И Локкер бежал, пока вдруг не выскочил на открытое пространство.
Лес кончился.
Локкер стоял у дороги, покрытой асфальтом и затянутой туманом. За дорогой расстелилось широкое поле, над которым туман стоял, как медленная вода. А вдалеке из тумана вырастал Дом.
Здесь, на открытом месте, было гораздо светлее — и Локкер все хорошо рассмотрел. На острых башнях Дома горел лунный свет. Два окна наверху, под самой крышей, были ярко освещены. Дом ограждала высокая зубчатая стена, наполовину утонувшая в тумане, а на стене горели желтые фонари, и туман вокруг них казался желтым и густым.
Мама показывала Локкеру человеческое жилье, которого надо остерегаться. Люди убивают лосей и едят, а из шкур делают одежду. Люди даже отрезают лосям головы и прибивают на стены своих жилищ: думают, что это красиво — жить среди смерти. Но это был не обычный человеческий Дом. Локкер знал, что люди живут километрах, самое меньшее, в пятидесяти отсюда, за железной дорогой, а здесь — безлюдные места и ездят только их машины.

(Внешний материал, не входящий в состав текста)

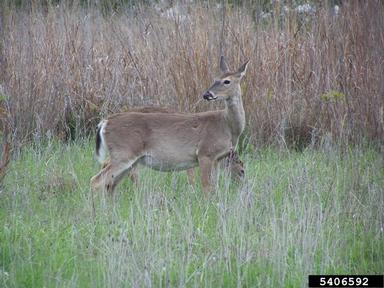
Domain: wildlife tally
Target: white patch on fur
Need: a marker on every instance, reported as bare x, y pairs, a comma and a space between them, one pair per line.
103, 145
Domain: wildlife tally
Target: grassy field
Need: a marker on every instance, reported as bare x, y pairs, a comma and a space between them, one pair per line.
296, 214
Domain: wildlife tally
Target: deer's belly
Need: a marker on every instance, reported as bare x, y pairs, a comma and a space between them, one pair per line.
168, 163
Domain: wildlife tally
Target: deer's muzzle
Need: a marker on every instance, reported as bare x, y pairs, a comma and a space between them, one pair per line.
209, 96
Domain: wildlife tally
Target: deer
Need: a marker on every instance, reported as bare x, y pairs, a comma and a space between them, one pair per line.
232, 163
173, 141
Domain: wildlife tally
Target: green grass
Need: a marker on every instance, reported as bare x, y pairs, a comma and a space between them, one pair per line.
296, 214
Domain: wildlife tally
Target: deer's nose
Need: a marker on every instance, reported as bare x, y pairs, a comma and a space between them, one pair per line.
208, 95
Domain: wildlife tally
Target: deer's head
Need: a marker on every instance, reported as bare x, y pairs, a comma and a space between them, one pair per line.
228, 84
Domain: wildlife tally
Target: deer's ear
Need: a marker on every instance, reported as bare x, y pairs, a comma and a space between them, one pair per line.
242, 70
223, 65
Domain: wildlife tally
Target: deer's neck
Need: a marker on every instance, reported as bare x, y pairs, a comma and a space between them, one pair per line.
236, 116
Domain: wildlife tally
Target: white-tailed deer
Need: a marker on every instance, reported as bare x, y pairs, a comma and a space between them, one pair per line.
232, 163
173, 141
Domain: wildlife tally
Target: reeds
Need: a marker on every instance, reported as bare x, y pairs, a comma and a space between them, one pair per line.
65, 67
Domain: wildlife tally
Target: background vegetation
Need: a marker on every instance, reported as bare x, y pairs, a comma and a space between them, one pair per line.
315, 69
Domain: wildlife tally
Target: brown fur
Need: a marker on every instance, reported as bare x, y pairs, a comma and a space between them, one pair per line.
175, 141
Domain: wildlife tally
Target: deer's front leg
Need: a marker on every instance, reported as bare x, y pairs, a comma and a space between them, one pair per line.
206, 168
191, 176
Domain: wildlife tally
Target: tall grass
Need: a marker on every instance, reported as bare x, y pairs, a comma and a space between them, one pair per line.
64, 67
315, 212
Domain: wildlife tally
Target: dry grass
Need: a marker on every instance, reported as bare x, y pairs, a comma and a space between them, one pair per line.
65, 67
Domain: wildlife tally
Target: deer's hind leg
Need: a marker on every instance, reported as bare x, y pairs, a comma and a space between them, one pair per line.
207, 166
111, 175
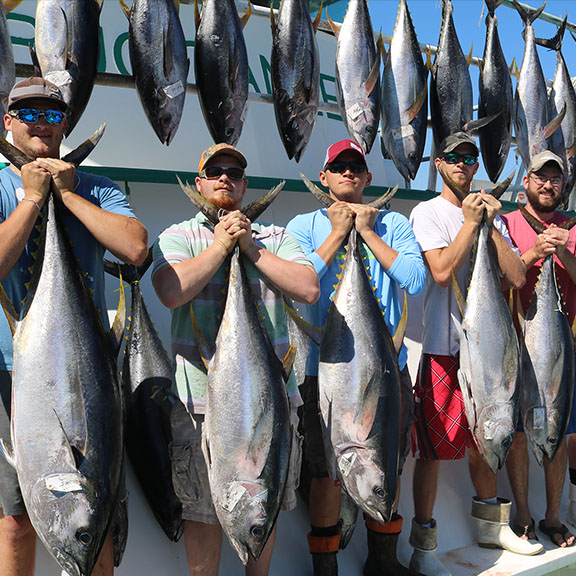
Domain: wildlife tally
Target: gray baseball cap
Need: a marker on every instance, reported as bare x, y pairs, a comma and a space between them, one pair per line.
538, 161
451, 142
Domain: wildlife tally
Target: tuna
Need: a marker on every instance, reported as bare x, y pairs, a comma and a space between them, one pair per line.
358, 74
159, 63
66, 428
221, 64
496, 98
295, 74
547, 361
67, 46
404, 98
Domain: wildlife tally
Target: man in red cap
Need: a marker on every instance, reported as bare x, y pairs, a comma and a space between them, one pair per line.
394, 259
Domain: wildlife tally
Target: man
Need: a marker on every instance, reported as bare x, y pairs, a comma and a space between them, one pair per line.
445, 228
394, 260
544, 184
97, 217
190, 271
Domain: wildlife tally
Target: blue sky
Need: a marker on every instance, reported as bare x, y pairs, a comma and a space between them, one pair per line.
469, 17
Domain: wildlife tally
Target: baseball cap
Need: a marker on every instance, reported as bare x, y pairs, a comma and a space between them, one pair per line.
217, 149
36, 88
539, 160
336, 149
452, 141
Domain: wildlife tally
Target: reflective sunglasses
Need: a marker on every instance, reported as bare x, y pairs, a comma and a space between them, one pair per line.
214, 172
340, 167
555, 182
455, 158
31, 115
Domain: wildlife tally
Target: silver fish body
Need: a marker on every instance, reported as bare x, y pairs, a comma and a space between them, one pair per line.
67, 413
404, 98
358, 92
359, 391
531, 100
496, 97
248, 438
489, 359
451, 98
221, 64
295, 75
67, 45
547, 367
159, 64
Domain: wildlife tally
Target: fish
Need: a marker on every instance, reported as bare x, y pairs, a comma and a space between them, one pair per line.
358, 74
295, 74
359, 385
404, 98
66, 427
547, 361
221, 65
150, 405
489, 373
66, 49
532, 121
496, 98
160, 63
451, 98
247, 430
7, 65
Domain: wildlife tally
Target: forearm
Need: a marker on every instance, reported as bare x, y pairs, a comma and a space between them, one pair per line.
123, 236
297, 281
14, 234
179, 283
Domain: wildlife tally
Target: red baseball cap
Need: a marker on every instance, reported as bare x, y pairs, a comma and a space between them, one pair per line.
336, 149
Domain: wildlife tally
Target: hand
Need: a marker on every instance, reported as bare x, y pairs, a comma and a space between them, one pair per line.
36, 182
365, 217
62, 175
341, 217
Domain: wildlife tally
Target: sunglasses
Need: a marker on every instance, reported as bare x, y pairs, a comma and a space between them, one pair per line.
214, 172
455, 158
341, 167
31, 115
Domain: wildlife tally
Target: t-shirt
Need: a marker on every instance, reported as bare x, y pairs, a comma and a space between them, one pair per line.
187, 240
436, 224
524, 236
90, 253
407, 271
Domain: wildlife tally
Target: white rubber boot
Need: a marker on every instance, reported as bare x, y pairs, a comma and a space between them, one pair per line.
494, 531
571, 516
424, 559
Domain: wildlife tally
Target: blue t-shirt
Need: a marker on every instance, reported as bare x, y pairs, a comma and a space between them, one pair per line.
407, 271
90, 253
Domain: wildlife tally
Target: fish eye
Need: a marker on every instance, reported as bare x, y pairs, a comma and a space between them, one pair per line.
84, 537
257, 531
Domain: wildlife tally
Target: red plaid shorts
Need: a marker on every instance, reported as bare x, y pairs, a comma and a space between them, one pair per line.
441, 429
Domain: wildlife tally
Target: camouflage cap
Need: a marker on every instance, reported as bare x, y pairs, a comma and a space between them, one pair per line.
36, 88
217, 149
451, 142
538, 161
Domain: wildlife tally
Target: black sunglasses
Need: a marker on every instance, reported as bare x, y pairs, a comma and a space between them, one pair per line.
340, 167
31, 115
214, 172
455, 158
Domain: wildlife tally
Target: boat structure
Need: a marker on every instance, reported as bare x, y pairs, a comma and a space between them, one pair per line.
131, 155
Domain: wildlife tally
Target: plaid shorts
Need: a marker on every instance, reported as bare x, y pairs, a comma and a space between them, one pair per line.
441, 430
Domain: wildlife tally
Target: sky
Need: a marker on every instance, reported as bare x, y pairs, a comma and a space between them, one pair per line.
469, 18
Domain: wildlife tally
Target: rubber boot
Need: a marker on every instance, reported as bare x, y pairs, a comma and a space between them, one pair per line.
324, 550
382, 542
424, 559
494, 530
571, 516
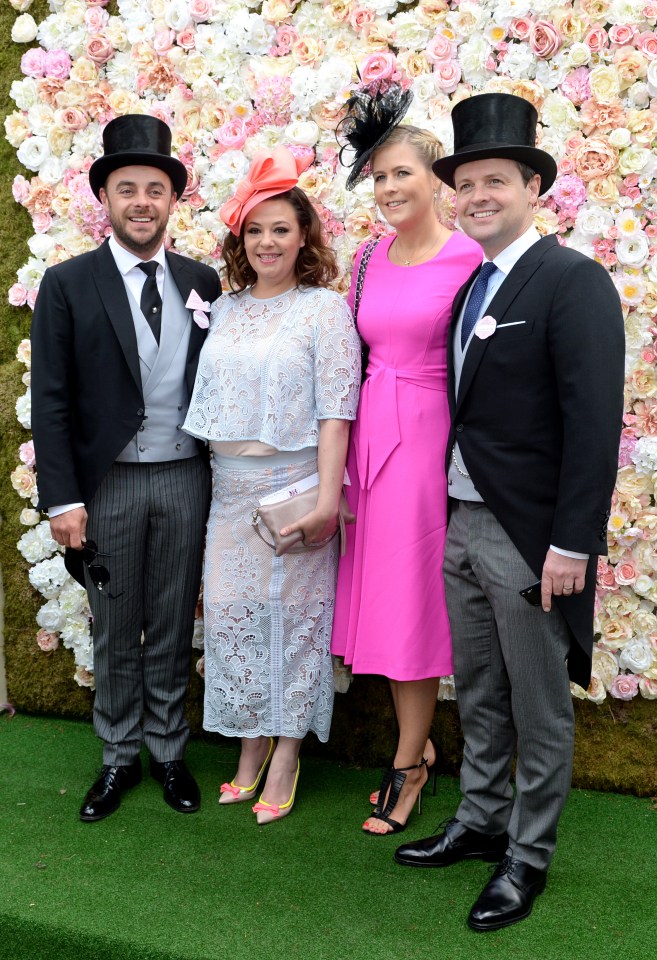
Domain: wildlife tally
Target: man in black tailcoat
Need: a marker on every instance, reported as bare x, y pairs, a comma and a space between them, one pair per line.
535, 361
116, 337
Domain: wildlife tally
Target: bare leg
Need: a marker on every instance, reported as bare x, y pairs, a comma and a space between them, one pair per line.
415, 704
252, 757
282, 771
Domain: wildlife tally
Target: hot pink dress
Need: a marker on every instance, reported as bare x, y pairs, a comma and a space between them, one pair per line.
390, 615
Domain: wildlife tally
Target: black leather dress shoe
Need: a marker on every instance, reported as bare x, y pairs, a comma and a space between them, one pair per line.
457, 842
508, 896
180, 788
105, 795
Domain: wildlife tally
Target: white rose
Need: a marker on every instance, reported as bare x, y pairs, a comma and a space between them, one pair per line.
552, 73
643, 584
33, 152
50, 617
24, 410
48, 576
41, 245
302, 132
24, 29
633, 159
24, 93
620, 138
177, 15
559, 115
604, 666
579, 54
633, 251
637, 655
75, 632
520, 64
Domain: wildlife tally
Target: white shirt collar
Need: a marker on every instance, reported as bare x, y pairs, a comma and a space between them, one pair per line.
507, 259
126, 261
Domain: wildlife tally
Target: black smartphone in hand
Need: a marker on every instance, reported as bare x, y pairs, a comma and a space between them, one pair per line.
532, 594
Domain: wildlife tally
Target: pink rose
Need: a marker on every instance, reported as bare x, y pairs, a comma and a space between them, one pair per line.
17, 295
73, 119
624, 686
200, 10
96, 18
622, 33
232, 135
439, 48
544, 39
360, 16
20, 189
42, 222
26, 453
58, 64
164, 40
447, 76
33, 62
647, 44
286, 37
596, 39
378, 66
625, 573
99, 49
47, 641
520, 28
186, 38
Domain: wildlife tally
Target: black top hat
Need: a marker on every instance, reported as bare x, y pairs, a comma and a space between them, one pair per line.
141, 140
496, 125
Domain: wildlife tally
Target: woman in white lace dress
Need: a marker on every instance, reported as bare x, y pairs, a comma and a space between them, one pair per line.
276, 387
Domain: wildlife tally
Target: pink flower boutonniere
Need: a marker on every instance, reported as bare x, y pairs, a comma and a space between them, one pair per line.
200, 307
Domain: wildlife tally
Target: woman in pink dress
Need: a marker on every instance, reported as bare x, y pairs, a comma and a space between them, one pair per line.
390, 615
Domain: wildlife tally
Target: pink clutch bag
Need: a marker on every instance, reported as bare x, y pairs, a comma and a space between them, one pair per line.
274, 516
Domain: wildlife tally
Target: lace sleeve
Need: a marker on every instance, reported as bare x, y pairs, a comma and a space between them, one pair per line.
336, 359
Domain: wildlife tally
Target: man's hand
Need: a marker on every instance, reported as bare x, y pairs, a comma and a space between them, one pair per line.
562, 576
69, 529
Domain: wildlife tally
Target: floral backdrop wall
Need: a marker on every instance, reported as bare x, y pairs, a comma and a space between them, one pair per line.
234, 76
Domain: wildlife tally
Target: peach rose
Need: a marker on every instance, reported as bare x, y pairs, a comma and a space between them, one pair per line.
378, 66
99, 49
544, 39
595, 158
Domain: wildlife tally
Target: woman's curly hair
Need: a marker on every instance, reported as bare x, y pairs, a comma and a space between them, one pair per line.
316, 265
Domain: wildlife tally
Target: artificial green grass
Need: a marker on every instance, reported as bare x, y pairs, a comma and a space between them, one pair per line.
151, 884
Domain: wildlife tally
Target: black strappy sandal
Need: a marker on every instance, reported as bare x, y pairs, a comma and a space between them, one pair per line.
391, 786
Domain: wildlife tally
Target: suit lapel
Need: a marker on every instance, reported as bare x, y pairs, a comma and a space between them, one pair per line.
183, 275
499, 306
111, 290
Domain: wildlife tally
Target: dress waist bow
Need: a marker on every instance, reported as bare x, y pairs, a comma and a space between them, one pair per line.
379, 393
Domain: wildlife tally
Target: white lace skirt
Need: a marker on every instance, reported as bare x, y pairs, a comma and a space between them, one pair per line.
268, 619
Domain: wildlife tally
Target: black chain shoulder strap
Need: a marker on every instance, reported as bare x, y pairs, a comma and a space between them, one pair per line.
360, 280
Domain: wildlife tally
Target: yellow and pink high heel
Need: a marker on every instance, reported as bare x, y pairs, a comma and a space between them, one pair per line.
233, 793
268, 812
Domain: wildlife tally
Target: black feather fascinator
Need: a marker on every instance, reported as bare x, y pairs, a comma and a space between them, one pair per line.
372, 114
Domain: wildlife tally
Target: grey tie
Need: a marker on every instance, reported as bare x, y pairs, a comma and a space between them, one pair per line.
151, 301
477, 297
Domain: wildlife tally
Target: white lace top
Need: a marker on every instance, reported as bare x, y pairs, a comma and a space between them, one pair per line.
271, 369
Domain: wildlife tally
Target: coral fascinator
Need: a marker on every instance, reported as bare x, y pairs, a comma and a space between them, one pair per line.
272, 172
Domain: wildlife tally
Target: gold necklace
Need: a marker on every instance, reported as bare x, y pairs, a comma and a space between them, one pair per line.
411, 260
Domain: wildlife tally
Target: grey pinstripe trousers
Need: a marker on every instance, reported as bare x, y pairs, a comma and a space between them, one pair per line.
151, 519
512, 689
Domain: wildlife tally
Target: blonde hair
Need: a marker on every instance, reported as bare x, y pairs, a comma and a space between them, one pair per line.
427, 146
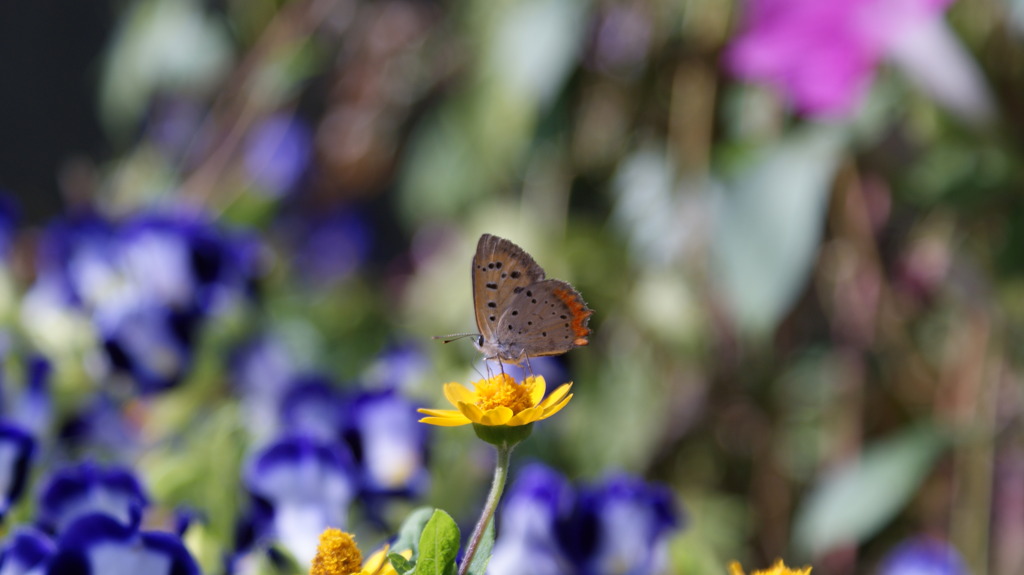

Значит, Дом принадлежит кому-то из Хозяев. Из посредников или лесников. А Хозяева никогда не едят лосят. Так говорил папа, а папа много знает про все вокруг. Из людей только Хозяева иногда могут прийти на помощь, говорил он. Хозяева в отличие от других людей еще не забыли, что они, как и все живое, родом из леса — а потому могут слышать призывы звериных душ. Общество таких, как мы, доставляет им удовольствие.
Иногда двоесущные становятся Хозяевам слугами или друзьями, говорил он. Локкер вспомнил все очень точно.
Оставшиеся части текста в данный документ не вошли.